- Artist: Thomas Hart Benton
- Year: 1954
- Medium: Oil on canvas
- Dimensions: 193.4 cm × 153.4 cm (761⁄8 in × 606⁄16 in)
- Location: Los Angeles County Museum of Art; Los Angeles;

= The Kentuckian (painting) =

1954 painting by Thomas Hart Benton

The Kentuckian is a 1954 painting by American artist Thomas Hart Benton. It is based on a scene from the film The Kentuckian, where the backwoodsman Big Eli Wakefield (played by Burt Lancaster) and his son Little Eli (played by Donald MacDonald) encounter a frontier village. The painting belongs to the Los Angeles County Museum of Art.

==Creation==
The painting was commissioned by the film studio Norma Productions to help promote the film The Kentuckian, directed by and starring Burt Lancaster.
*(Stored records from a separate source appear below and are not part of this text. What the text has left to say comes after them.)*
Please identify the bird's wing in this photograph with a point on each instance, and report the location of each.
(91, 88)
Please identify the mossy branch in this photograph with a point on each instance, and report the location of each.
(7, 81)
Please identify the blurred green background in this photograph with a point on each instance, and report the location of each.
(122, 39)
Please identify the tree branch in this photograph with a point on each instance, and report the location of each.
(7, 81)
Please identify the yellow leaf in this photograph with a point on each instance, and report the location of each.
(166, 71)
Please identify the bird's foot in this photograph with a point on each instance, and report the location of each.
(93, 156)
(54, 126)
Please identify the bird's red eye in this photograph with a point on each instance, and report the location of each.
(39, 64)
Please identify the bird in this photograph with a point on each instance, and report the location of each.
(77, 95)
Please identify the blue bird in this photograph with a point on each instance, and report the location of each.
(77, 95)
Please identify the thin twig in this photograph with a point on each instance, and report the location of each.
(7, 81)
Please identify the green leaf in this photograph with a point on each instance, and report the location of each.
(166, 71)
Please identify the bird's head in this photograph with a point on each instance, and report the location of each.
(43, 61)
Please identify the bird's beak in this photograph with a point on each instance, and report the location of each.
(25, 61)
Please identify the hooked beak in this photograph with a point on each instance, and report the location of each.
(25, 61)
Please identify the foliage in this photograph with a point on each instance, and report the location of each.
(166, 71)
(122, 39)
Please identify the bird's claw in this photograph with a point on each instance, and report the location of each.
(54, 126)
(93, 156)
Both Lancaster and the producer Harold Hecht were admirers of Benton and took the initiative for the commission. Among Benton's sketches for the painting is one version where the characters are drawn as cube-figures.

==Provenance==
The painting was exhibited at the film's premiere in Washington, DC. It was later used on the label of a brand of whiskey. The painting belonged to Lancaster and was not exhibited in public again until he gave it to the Los Angeles County Museum of Art in 1978. As of 2017, it is not on public view at the museum.